Place all your verilog code for the above in one file called ham.v. That's the file you need to submit.

Naturally, I also expect you to run that file through a Verilog compiler either using our CGI interface or Icarus Verilog directly:

iverilog -o ham ham.v

And to run the simulation to test it:

vvp ham

Which will hopefully result in it printing just:

All cases tested; 65536 correct, 0 failed

If not, and you can't figure-out how to fix it, as Ricky Ricardo would say, you got some splainin to do. ;-)

Details For The Implementor's Notes

You should be submitting an implementor's notes document with your project. Just a couple of quick comments about that....

Your implementor's notes certainly should describe the logic used to implement your ham module. That can be done as text. I am not requiring you to provide a schematic of your ham module... but practice creating schematics is certainly a good thing (i.e., a skill you will need in this course) and it wouldn't hurt to include a schematic.
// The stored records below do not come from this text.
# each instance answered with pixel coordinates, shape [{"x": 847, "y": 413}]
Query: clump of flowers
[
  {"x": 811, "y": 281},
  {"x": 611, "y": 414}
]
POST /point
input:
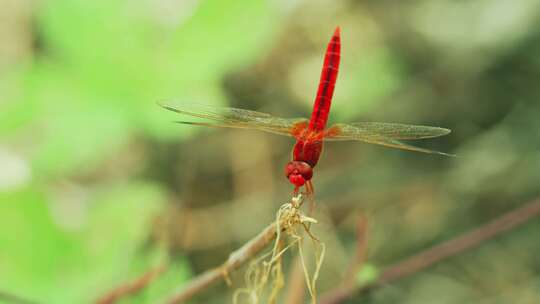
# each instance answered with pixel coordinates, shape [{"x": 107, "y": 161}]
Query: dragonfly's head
[{"x": 298, "y": 172}]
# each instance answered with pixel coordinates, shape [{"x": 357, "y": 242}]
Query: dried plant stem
[
  {"x": 132, "y": 287},
  {"x": 443, "y": 251}
]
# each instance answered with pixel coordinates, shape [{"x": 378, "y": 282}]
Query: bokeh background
[{"x": 97, "y": 184}]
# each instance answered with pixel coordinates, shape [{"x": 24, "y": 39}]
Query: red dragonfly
[{"x": 310, "y": 134}]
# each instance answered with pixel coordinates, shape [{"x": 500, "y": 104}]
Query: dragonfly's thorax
[
  {"x": 298, "y": 172},
  {"x": 308, "y": 151}
]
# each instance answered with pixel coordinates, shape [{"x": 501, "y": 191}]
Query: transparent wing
[
  {"x": 386, "y": 134},
  {"x": 238, "y": 118}
]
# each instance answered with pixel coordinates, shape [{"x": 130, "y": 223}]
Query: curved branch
[{"x": 443, "y": 251}]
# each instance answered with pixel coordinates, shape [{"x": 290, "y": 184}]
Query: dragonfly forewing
[
  {"x": 386, "y": 134},
  {"x": 237, "y": 118}
]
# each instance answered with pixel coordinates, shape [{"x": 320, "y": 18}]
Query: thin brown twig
[
  {"x": 132, "y": 287},
  {"x": 236, "y": 259},
  {"x": 443, "y": 251}
]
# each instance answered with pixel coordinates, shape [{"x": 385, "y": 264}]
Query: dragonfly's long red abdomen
[{"x": 321, "y": 108}]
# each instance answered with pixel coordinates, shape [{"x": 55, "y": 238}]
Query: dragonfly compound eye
[{"x": 298, "y": 172}]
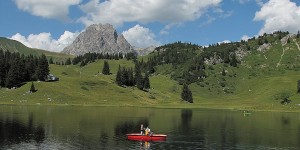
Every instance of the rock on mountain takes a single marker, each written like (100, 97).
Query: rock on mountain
(145, 51)
(99, 38)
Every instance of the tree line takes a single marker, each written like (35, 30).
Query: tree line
(15, 69)
(92, 57)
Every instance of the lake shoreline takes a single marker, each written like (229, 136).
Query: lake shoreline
(248, 108)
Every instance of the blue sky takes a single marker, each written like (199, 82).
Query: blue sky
(54, 24)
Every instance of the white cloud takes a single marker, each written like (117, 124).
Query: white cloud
(55, 9)
(259, 2)
(245, 38)
(140, 37)
(117, 12)
(225, 41)
(45, 41)
(277, 15)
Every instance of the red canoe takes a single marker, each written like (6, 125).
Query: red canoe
(152, 137)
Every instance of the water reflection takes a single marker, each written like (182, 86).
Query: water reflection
(126, 127)
(186, 119)
(106, 128)
(13, 131)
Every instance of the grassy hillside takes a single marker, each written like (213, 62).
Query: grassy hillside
(254, 84)
(15, 46)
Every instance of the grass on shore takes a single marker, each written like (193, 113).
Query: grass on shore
(88, 87)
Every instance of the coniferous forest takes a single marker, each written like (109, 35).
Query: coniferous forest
(16, 69)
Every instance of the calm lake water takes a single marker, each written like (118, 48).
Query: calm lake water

Although I would encourage you to think about generating a VCD file and using gtkwave to visualize it, I don't think there's much point in doing that for a simple combinatorial circuit like ham. If you do find it useful, you may include a screen grab from gtkwave in your implementor's notes.

Due Dates

The recommended due date for this assignment is before class, Friday, January 26, 2018. This submission window will close when class begins on Friday, February 2, 2018. You may submit as many times as you wish, but only the last submission that you make before class begins on Friday, February 2, 2018 will be counted toward your course grade.
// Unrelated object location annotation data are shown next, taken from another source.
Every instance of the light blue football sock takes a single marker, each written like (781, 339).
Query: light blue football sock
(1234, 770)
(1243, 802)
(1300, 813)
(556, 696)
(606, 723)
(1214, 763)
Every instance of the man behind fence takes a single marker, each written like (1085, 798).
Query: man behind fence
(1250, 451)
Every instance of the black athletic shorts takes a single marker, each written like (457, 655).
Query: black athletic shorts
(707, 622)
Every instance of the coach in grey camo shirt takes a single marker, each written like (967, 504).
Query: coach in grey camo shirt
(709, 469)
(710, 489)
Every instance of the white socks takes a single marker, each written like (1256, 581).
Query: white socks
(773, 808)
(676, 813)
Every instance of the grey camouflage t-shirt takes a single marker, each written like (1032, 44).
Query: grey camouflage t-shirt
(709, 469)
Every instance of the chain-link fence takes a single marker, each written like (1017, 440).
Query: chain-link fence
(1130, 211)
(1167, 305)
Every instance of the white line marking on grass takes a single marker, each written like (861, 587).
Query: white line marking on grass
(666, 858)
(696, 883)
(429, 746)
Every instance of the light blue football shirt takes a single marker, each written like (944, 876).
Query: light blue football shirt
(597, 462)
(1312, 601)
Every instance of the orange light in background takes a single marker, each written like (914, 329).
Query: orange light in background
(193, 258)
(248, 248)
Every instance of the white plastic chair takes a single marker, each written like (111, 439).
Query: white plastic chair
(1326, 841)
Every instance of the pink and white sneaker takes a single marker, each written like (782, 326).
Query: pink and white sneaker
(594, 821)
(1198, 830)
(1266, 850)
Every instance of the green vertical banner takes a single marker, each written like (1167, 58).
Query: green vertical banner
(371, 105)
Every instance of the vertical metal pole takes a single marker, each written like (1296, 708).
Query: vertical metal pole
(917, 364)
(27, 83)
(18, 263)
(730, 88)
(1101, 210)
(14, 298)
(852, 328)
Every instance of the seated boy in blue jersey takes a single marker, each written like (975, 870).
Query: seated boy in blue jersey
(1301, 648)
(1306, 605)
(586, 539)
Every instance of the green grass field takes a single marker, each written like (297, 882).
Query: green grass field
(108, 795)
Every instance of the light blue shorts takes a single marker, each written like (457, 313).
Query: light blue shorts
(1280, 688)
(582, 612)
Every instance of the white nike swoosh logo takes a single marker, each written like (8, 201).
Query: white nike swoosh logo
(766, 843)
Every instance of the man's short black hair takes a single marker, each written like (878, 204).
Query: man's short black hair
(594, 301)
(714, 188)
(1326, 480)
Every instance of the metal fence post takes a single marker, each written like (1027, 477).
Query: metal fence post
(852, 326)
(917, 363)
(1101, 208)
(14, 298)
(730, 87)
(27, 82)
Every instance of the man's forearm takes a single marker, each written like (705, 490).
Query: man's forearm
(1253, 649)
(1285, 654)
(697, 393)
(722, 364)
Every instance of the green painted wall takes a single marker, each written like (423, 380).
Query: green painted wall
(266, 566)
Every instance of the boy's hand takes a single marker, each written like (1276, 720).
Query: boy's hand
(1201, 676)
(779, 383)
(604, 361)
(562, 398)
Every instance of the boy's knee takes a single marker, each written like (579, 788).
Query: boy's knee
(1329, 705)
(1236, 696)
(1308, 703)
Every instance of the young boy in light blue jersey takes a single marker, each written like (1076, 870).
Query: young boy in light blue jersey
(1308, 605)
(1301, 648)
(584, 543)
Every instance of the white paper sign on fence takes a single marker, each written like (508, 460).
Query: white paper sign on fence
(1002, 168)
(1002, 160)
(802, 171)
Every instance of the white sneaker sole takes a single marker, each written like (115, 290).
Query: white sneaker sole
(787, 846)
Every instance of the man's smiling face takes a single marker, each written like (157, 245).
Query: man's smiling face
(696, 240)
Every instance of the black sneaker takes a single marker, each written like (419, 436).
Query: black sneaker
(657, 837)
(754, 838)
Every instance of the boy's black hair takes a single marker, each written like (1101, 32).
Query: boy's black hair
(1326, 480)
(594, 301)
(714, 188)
Note that you can ensure that you get at least half credit for this project by simply submitting a tar of an "implementor's notes" document explaining that your project doesn't work because you have not done it yet. Given that, perhaps you should start by immediately making and submitting your implementor's notes document? (I would!)

Submission Procedure

For each project, you will be submitting a tarball (i.e., a file with the name ending in .tar or .tgz) that contains all things relevant to your work on the project. Minimally, each project tarball includes the source code for the project and a semi-formal "implementors notes" document as a PDF named notes.pdf. It also may include test cases, sample output, a make file, etc., but should not include any files that are built by your Makefile (e.g., no binary executables). For this particular project, name the Verilog source file ham.v.

Submit your tarball below. The file can be either an ordinary .tar file created using tar cvf file.tar yourprojectfiles or a compressed .tgz file file created using tar zcvf file.tgz yourprojectfiles. Be careful about using * as a shorthand in listing yourprojectfiles on the command line, because if the output tar file is listed in the expansion, the result can be an infinite file (which is not ok).